PureScript is a delightful purely-functional language that offers pragmatic and powerful tools to manage complexity and help you design, build, and refactor reliable apps of any size. This repository demonstrates the principles I apply at work every day in more than 2,000 lines of thoroughly commented code.
I’m a developer at Awake Security (and previously at CitizenNet). Both companies have large production PureScript applications that have remained reliable, understandable, and maintainable as they scale.
This repository follows the RealWorld spec to implement a Medium clone called Conduit using Halogen. It’s large enough to demonstrate real world examples (CRUD, state management, scalable architecture, type classes, components, etc.) but not so large as to be overwhelming.
The source code covers Halogen 6. This repository also covers previous versions of Halogen with the following resources:
- The PR that migrated from Halogen 5 to Halogen 6
- This application written using Halogen 5
- The PR that migrated from Halogen 4 to Halogen 5
- This application written using Halogen 4
If you have found this repository and the guide useful, please consider becoming a sponsor!

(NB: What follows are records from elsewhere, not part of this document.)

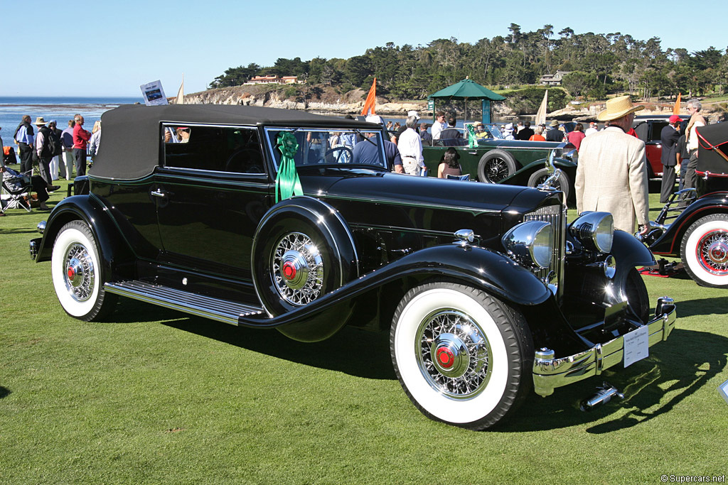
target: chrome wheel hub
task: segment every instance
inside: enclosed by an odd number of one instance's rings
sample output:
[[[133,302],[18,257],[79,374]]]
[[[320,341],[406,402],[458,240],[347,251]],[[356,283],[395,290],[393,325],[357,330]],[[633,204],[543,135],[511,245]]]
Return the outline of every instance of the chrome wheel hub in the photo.
[[[728,232],[711,231],[697,244],[698,261],[712,274],[728,274]]]
[[[271,268],[276,289],[288,302],[306,305],[321,294],[323,259],[305,234],[290,233],[283,236],[273,251]]]
[[[74,300],[82,302],[91,297],[95,276],[93,261],[84,246],[74,244],[68,248],[63,273],[66,289]]]
[[[430,385],[454,399],[470,399],[486,387],[491,348],[483,329],[456,310],[428,315],[417,329],[416,355]]]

First, clone the repository:
git clone https://github.com/thomashoneyman/purescript-halogen-realworld
cd purescript-halogen-realworld
You can enter a development shell with all non-JavaScript dependencies via Nix:
nix-shell
Alternately, you can install PureScript, Spago, and Zephyr manually. You can use NPM to install PureScript and Spago, and you can install the Zephyr binary from its releases page -- ensure it exists in your PATH by moving it to
usr/bin/local
.
Next, install JavaScript dependencies:
npm install
Next, build the project (this command will run spago build
; see the package.json
file to see
all helper scripts for the project):
npm run build
You can bundle the JS for production:
npm run bundle
And, once bundled, you can run a local server to use Conduit (defaults to port 8080, but if this port is already in use it will increment to 8081, etc.):
npm run serve
To run it in dev mode where saving your changes rebuilds and reloads the app, you can run the command below (which calls spago build --watch
)
npm run watch
And run the application with
npm run serve-dev
This will open your default browser at port 1234
This project is intended to give non-PureScript developers a taste of what a small application in the language looks like, and to give advanced beginners in PureScript a resource to feel comfortable building reliable applications of their own.

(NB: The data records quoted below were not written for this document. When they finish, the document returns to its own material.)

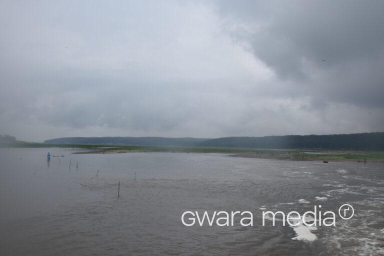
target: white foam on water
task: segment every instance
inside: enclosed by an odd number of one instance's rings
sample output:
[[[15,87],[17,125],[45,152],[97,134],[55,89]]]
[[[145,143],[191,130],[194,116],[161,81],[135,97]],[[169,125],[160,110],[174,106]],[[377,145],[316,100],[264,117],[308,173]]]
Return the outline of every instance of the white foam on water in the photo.
[[[336,172],[340,174],[346,174],[348,173],[345,169],[338,169],[336,170]]]
[[[310,216],[306,216],[305,220],[308,222],[314,221],[314,219]],[[308,226],[306,225],[304,225],[302,222],[302,219],[293,220],[291,222],[294,222],[295,224],[298,222],[299,223],[299,224],[296,226],[290,226],[294,229],[294,231],[296,233],[296,236],[292,238],[292,240],[313,242],[318,238],[317,236],[311,232],[312,231],[318,230],[318,228],[316,226]]]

PureScript is a delightful language that becomes only more interesting and rewarding the more you use it and the larger your application becomes; if you haven’t yet tried it out, I encourage you to do so. Not convinced? Kris Jenkins has a lovely talk about PureScript which might change your mind.
The PureScript community is overwhelmingly warm and helpful. If you would like some help getting started, please consider joining the official Discourse and functional programming Slack (invite link). You may also want to check out:
- PureScript by Example, which will teach you PureScript from scratch and was written by the language’s creator, Phil Freeman. While the official book has not been updated for the latest version of the compiler, this link is to an up-to-date fork of the book.
- Jordan Martinez’s PureScript reference, which has a broad overview of dozens of topics in PureScript and functional programming.
- The (warning: currently in rough draft form) handbook which explains the theory & principles at work in this application in-depth, which will be useful to help take you from advanced beginner to advanced intermediate in the language.
- The official Halogen guide, which will teach you how to use the Halogen framework to write components.
PRs are welcome! Any functional changes will need to remain compliant with the RealWorld spec, and I may re-word documentation changes to fit with the voice used throughout the repository.